Basically it explains how someone can visualise where they want to be (a positive strategy used for setting goals and dreams) but actually not get to where they want to go because they lose their get-up-and-go after visualising it - as if they have already achieved it. It also mentions how positive affirmations about yourself can actually make someone with low self esteem feel worse because their inner critic tells them it's a load of bull straight back.

So it discusses ways in facing and working with the negatives instead of using positives to block the negatives all the time, helping eliminated the stressful battle of the mind.

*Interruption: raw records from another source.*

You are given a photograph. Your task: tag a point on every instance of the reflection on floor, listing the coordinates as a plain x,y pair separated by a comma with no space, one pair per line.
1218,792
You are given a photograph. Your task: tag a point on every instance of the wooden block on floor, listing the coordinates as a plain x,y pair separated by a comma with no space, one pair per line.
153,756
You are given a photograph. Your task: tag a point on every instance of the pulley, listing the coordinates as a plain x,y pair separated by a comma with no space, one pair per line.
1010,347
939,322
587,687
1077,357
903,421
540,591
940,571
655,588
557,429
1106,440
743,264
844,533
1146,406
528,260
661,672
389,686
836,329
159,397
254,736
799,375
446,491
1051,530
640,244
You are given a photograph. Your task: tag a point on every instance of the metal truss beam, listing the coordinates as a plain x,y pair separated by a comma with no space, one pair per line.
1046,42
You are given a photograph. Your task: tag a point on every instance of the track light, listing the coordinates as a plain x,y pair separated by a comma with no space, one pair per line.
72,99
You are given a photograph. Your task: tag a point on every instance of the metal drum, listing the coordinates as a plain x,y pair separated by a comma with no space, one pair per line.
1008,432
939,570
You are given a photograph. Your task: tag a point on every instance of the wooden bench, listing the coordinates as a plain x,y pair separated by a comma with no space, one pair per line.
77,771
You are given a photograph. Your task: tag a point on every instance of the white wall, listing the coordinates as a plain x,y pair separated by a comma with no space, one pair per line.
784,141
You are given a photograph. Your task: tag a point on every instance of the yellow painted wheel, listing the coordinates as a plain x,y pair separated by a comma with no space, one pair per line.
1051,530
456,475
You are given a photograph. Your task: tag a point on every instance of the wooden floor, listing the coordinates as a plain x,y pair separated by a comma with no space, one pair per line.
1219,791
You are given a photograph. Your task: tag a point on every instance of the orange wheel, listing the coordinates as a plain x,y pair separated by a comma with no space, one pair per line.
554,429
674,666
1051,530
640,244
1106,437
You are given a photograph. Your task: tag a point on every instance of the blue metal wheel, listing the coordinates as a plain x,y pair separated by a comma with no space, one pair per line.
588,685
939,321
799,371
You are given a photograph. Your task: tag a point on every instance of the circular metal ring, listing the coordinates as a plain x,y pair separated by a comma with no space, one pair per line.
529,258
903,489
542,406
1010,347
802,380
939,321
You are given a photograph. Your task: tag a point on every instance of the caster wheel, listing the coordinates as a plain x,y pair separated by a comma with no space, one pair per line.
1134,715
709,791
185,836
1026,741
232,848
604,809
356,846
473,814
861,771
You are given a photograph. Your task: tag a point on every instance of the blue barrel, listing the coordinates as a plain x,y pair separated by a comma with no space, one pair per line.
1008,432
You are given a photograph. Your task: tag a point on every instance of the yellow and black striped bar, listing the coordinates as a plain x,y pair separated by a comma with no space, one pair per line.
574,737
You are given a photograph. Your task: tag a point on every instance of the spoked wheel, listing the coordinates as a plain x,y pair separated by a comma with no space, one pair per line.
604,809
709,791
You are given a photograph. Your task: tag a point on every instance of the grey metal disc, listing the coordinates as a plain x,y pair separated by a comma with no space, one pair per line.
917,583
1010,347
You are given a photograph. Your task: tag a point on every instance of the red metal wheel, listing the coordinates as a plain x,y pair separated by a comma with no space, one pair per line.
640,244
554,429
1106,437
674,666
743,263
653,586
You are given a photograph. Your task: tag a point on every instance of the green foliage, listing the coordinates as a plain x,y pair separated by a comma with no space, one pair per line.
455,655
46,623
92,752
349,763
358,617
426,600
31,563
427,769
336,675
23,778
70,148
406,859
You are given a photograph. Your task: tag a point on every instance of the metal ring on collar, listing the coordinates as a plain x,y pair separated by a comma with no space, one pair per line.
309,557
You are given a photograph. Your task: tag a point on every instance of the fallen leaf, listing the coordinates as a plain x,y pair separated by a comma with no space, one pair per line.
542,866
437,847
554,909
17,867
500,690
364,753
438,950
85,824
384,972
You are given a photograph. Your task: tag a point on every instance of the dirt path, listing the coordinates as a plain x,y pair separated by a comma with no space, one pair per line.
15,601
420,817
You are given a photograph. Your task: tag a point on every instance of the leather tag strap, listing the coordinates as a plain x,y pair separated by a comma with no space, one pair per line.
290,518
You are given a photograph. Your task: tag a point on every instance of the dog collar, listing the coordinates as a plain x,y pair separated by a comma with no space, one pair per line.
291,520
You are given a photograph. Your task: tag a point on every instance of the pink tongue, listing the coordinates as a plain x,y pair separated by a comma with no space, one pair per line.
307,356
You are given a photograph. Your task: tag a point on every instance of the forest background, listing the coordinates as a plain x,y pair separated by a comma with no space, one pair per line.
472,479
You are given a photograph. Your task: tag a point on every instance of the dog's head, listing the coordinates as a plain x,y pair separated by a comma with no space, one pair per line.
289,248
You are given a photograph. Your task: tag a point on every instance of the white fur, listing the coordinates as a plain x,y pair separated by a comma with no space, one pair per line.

I thought it was interesting and that I'd share it


----------



## TheGame (Feb 1, 2011)

what i would instead advocate for people with DP is to try to forget about their problems and make them go do and think about what makes them feel energized and happy. always battling with your mind will eventually lead to very deep depression and failing to realize what actually is important in life. And what is? well living is important NOT your problems.


----------



## kate_edwin (Aug 9, 2009)

And if you don't have things that make you happy or energized because you just do not feel those things anymore?


----------



## Guest (Oct 1, 2012)

I liked that article.
Optimism is fine, but not blind optimism.
You also have to work constructively with the problem.


----------



## kate_edwin (Aug 9, 2009)

Yeah, you can't just magically "forget everything" and "move on", most people need to process things first, otherwise it just gets bottled up


----------



## Guest (Oct 3, 2012)

The article reminded me of a book I am reading called Nurtureshock by Po Bronson. It's about raising kids but it totally flips the conventional ways of praising etc on its head. I was told I was smart a lot when I was a kid instead of being praised for effort and I think that is why I avoid failure (and therefore avoid trying). A little off topic but it encompasses the same idea that lots of happy-happy-positive-positive isn't always a good thing and can be destructive as opposed to constructive.


----------